キラキラ女神がキラキラ生物に乗っている・・・
「黄金色のグリフォン・・・あ!!私のペンの羽根の?生きてたんだ・・・」
「あの黄金のグリフォンの羽根を使ったペンをつかっているのか・・・私も欲しいな」
おお・・・イデュール兄さまも黄金のグリフォンの羽根ペン欲しいんだ。
かっこいいものね。
「すごいだろう?少し前、北の山に行ったときに見つけてね。戦って従えた。かっこよいだろう」
「はい。すごくかっこいいです!!強そうですし、キラキラで素敵です・・・でもなんで黄金色なんですか?」
「このグリフォンは『色変わり』だ」
「『色変わり』ですか?」
「ああ、普通のグリフォンは茶色が多いけれど、まれに違う属性を持つ子が生まれる。
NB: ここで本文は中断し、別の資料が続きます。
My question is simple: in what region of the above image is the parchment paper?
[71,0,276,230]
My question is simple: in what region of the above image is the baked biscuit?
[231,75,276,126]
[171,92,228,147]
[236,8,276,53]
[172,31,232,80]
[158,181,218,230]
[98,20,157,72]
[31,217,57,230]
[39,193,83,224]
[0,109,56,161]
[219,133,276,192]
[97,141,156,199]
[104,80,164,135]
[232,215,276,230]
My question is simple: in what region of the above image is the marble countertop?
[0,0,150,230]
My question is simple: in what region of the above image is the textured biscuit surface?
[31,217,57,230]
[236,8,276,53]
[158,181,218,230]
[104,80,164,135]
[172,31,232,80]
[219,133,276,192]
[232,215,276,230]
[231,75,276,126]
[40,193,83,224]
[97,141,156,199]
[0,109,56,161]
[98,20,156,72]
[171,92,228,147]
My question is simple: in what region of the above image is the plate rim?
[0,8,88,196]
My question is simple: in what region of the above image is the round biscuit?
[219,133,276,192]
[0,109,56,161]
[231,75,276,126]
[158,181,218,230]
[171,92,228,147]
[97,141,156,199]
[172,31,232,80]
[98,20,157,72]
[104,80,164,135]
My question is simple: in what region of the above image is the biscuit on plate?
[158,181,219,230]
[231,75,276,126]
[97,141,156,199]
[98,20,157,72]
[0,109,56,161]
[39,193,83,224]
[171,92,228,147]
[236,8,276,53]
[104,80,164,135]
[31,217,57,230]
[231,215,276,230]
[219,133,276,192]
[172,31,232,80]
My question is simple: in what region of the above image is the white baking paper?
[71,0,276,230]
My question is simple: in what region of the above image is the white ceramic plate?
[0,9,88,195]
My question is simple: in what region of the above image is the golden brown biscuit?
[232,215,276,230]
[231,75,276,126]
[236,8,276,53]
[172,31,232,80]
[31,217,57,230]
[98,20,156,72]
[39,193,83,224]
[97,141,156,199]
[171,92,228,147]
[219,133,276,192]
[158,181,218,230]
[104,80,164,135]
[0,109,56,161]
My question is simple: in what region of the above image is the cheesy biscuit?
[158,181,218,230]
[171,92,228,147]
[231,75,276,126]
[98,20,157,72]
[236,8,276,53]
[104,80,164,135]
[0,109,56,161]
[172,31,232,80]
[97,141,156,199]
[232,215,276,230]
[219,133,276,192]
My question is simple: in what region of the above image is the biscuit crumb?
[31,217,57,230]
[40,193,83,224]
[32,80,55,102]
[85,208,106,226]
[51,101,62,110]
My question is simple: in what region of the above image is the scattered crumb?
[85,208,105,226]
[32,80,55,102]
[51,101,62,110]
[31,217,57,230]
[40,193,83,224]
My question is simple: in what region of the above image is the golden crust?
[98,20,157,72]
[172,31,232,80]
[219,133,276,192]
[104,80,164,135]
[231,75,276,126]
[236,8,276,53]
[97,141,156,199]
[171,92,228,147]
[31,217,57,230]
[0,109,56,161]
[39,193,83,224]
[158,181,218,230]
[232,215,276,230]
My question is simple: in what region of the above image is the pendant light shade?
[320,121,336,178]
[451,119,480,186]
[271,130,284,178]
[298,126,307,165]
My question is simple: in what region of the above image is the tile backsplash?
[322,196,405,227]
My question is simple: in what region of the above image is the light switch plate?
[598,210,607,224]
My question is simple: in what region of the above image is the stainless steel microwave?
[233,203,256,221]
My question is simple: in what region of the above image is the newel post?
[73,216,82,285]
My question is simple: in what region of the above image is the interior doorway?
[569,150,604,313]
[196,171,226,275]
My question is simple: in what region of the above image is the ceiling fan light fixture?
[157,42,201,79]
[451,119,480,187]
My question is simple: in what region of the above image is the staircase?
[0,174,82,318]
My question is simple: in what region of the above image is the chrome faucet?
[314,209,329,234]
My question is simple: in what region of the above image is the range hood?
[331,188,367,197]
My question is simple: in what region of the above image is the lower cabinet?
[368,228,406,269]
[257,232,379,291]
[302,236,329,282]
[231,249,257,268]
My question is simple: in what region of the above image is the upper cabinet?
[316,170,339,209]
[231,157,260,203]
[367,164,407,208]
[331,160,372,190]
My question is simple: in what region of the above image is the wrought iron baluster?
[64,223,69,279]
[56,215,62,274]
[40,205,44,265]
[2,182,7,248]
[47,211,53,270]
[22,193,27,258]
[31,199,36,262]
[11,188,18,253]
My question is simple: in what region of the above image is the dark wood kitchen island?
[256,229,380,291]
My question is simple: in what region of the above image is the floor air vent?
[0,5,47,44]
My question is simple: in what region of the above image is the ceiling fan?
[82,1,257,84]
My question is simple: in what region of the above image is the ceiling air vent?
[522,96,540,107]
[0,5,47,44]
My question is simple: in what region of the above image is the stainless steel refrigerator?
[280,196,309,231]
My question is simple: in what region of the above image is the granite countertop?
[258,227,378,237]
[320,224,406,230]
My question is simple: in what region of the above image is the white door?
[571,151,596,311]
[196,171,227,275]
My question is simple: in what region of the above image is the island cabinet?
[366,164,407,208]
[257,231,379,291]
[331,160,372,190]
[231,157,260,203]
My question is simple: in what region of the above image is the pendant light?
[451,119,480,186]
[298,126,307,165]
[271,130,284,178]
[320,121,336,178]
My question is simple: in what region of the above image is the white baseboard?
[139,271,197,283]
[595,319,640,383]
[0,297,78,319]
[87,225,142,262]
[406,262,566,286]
それが『色変わり』。『色変わり』は大体通常の色持ちより強いことが多いのよ。しかもこれは黄金色で光属性持ち。私との相性は最高」
「そのグリフォンもサラ姉さまの契約魔獣ですか?」
「もちろん。黄金のグリフォン、マテリアと名付けた」
「契約は複数の魔獣とできるのですが?」
「できるわよ。膨大な魔素がないとできないけどね。必要な魔素は魔獣によって個体差があるから、必要な魔素が少ない個体なら結構な数の魔獣と契約できるはずよ。理論上は」
精霊と契約すると、精霊に養分として魔素をあげるってサフィールが言っていたっけ。
魔獣も同じ感じみたいだね。
「アリステアちゃん。サラは魔獣が好きですぐに契約しちゃうけど、あんまり契約しすぎちゃだめよ。自分が弱っている時も魔素は契約魔獣に流れちゃうから、傷の治りが遅くななったりして大変なことになることもあるから、契約するときは慎重にね」
サラ姉さまの後ろから、お母さまがひょこっと顔を出した。
姿がみえないと思っていたら、サラ姉さまとグリフォンに乗っていたのか。
「みんな、屋敷にお茶の用意をしてあるからそろそろ帰りましょう」
サラ姉さまとお母さまは黄金のグリフォンに乗って、お父さま、イデュール兄さまは『駿脚』で、私はスタンに再び抱えられて屋敷に戻ることになった。